Stopping a Moving Target
3 Rutgers Race & The Law Review 191 (2001)
32 Pages Posted: 5 Jun 2013
Date Written: 2001
Stopping A Moving Target analyzes the important challenge of racial profiling on the highway – the phenomenon of traffic stops that are motivated by the race of the driver. This Article contends that there is a better solution to racial profiling than attempts to identify police officers’ improper motivation for individual stops, an emphasis that the U.S. Supreme Court has, in any event, ruled out as a matter of Fourth Amendment law in Wren v. United States.

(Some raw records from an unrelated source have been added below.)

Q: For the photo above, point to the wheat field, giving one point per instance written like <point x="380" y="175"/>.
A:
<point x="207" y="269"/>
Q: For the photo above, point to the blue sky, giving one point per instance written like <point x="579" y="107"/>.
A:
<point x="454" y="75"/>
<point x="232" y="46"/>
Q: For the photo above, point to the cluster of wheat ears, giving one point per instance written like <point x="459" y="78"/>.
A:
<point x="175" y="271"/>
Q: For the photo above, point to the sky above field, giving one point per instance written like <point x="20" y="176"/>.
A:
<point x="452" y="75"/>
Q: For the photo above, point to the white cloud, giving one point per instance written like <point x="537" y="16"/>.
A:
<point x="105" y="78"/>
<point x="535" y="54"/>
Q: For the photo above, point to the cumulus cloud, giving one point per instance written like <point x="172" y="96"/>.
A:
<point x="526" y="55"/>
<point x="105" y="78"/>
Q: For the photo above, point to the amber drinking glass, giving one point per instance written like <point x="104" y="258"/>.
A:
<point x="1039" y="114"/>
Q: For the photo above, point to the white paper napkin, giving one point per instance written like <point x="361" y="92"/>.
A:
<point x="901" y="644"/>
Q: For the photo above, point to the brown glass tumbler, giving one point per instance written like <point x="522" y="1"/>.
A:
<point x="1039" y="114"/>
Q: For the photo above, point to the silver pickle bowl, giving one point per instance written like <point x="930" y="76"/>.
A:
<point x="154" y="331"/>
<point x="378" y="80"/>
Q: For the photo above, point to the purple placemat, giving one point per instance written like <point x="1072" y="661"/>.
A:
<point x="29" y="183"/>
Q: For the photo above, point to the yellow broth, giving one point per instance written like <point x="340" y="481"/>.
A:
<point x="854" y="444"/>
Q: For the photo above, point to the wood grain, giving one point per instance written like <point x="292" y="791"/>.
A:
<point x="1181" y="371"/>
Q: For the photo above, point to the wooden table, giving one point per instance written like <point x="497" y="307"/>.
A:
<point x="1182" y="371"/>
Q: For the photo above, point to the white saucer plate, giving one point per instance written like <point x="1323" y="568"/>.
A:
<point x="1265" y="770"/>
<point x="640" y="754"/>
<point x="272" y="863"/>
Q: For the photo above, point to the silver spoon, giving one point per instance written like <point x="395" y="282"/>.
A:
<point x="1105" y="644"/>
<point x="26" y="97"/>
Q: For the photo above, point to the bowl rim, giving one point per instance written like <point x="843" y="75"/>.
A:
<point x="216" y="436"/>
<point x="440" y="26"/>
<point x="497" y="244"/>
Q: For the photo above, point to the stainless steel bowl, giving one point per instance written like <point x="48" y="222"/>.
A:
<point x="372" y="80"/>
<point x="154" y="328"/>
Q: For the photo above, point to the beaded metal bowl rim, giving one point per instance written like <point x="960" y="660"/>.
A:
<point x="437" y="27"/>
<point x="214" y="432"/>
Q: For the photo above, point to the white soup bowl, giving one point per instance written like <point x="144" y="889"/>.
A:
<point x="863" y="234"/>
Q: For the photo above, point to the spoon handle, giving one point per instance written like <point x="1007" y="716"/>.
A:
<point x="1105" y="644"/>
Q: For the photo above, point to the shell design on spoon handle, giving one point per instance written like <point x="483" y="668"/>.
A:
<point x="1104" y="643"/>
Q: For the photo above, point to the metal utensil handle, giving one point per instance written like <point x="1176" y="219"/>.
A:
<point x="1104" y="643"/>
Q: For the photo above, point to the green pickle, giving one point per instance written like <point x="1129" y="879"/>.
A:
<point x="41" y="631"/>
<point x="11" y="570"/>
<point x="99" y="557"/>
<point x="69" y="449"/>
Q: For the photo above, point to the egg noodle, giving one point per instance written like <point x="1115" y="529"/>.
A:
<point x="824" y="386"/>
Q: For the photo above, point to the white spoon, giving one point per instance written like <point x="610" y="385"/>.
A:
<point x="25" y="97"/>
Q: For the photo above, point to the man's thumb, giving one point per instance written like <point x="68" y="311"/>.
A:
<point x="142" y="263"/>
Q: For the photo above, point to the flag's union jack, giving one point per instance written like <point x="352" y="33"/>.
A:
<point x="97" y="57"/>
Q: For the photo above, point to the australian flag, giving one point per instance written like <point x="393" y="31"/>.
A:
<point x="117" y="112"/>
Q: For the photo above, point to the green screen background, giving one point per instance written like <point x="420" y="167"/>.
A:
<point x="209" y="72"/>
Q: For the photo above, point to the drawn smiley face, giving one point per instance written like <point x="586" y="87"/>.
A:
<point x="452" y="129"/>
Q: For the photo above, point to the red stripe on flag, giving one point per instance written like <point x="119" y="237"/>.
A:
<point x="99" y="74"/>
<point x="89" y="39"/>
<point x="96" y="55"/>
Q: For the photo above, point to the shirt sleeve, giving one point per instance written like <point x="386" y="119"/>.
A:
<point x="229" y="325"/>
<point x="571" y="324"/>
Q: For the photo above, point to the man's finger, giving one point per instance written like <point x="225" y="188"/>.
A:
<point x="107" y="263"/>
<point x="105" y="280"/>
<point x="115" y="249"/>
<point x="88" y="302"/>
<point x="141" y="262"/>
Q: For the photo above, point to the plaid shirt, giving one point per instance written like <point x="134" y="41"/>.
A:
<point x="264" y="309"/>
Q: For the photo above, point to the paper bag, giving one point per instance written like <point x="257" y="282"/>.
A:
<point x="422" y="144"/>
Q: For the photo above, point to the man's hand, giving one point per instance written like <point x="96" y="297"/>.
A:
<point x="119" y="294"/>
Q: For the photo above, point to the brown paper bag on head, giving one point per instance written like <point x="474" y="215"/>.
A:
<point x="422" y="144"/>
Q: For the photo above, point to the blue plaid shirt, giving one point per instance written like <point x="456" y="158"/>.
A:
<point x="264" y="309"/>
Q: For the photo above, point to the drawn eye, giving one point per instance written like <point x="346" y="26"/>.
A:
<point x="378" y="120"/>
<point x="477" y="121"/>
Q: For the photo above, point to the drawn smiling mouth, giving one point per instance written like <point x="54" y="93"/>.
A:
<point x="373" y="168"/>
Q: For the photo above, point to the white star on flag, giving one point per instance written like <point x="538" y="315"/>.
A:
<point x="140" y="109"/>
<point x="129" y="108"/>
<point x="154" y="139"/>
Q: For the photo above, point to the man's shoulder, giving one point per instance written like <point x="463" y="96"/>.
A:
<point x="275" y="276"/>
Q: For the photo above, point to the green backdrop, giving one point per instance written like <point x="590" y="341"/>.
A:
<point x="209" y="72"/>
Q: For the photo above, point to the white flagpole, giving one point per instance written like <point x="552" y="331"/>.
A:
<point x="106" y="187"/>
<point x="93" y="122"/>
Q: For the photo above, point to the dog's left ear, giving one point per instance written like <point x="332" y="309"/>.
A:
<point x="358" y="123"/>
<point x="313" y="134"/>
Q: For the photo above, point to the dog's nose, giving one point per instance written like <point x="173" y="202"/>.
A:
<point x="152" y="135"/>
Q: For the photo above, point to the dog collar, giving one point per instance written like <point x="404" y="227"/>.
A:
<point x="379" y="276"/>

This Article suggests that a superior approach to profiling would be to limit the category of traffic misconduct for which police may stop a driver to the sort of driving that endangers others and that must accordingly be addressed immediately. At the present time, it is virtually impossible to drive any substantial distance without giving rise to probable cause for a traffic stop: the traffic law everywhere makes an enormous number of sometimes-conflicting demands of drivers. If the government addressed most of these traffic violations in other (potentially more effective) ways (for example, by using light cameras and other technology to keep track of low-level speeding), then the often-traumatizing, resentment-generating, humiliating, and sometimes dangerous encounters that accompany a traffic stop would largely come to a halt, both for racially targeted drivers and for other drivers whose conduct does not pose the sort of threat to public safety that warrants a police encounter. Only by thus substantially reducing the volume of permissible traffic stops, Colb suggests, could we make a dent in police discretion, and broad police discretion is what ultimately and predictably results in racial profiling.